Our game plan is indeed to check out from Nuku Hiva on or before July 5, per their requirements.  From Nuku Hiva, it's another 1000 miles of sailing before we're out of French Polynesia, so we'll be entirely illegal during that time.   Few boats seem to get checked though, so we're not too worried.  At worst they can put us in jail.

However that goes, we're not forgetting that we dodged a big bullet and the rest is little stuff.

Thursday, June 1, 2017

Nuku Hiva, 6-1-2017--Gratitude

Most of these blog pages are in my head before I (David) even sit down to write.  This one is different though, and for once I hardly know where to begin.  I'm sitting here stunned.  Stunned with gratitude.

Recently I became aware that our friend and Cascabel neighbor Melissa Miller, a long time fundraiser with the local public television station, had spoken with Pearl about doing a fundraiser to help us with expenses related to my recent illness.  I was absorbed with medical issues and hadn't paid much attention to it.

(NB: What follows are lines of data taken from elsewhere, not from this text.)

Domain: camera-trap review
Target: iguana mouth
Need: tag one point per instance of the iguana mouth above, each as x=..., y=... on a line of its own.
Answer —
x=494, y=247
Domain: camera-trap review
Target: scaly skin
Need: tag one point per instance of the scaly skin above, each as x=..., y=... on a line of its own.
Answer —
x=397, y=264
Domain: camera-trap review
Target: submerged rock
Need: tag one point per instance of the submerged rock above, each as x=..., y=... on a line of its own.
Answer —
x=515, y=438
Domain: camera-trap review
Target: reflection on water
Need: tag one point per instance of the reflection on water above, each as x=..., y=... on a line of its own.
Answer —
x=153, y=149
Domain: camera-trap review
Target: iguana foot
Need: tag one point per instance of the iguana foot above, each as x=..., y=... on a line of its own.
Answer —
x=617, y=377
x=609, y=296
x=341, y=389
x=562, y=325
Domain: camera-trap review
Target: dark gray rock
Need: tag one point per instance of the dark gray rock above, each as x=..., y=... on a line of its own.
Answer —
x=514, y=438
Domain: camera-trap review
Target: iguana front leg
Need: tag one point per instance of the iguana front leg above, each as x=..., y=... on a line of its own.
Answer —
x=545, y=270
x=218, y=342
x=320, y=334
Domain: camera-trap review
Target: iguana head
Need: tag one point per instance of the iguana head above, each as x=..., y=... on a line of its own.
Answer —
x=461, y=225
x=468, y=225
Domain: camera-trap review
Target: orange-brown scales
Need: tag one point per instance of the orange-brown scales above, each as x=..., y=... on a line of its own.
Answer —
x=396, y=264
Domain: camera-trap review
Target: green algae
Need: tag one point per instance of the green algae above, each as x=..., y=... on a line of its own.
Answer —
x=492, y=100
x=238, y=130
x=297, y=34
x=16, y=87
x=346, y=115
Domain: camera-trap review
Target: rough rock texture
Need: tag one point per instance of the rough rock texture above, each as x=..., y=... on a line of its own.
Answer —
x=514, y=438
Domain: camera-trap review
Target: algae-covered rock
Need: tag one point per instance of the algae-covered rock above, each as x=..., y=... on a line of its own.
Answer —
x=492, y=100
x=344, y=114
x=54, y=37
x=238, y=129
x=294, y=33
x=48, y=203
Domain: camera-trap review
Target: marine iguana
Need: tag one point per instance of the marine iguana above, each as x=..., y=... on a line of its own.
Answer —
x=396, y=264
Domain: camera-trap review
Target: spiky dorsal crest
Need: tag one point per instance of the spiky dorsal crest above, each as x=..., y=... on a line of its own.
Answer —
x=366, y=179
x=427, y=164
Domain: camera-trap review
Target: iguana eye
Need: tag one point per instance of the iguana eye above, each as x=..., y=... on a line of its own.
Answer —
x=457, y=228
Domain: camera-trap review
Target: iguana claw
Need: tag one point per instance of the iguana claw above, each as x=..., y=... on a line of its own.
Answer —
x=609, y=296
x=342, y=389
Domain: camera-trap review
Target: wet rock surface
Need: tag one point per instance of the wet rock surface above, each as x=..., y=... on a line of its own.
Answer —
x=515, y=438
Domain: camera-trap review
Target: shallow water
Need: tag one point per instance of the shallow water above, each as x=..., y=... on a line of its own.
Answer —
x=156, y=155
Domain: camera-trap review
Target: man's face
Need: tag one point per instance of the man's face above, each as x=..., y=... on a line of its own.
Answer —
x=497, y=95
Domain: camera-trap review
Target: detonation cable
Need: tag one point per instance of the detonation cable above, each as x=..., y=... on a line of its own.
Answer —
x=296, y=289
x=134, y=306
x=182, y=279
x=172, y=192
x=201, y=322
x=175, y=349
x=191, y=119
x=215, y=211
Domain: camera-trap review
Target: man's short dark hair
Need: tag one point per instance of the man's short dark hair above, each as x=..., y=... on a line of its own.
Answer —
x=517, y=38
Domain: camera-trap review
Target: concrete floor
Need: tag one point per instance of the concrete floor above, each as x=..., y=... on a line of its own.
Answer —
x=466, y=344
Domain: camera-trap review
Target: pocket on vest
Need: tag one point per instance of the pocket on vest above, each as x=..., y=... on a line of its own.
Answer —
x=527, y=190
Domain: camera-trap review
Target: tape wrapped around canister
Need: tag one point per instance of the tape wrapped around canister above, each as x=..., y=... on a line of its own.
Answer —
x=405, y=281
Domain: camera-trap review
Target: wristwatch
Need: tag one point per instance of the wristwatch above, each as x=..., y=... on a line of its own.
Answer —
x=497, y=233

Until now.  Melissa just sent an email saying that it raised enough money to cover virtually all the costs related to my illness.  Since the beginning of this medical mystery, we've again and again reminded ourselves that given how close I came to realizing my mortality, everything else was just 'little stuff'.  And yet the financial cost of this unexpected detour has been weighing on us.

I know that now because I find myself on the verge of tears.  Tears of gratitude. Gratitude for something we don't deserve, that we can only hope to have the opportunity to repay to our community over time.  

Melissa, our friend, neighbor and a fund-raising dynamo.

We're deeply humbled by her effort and the community response to it.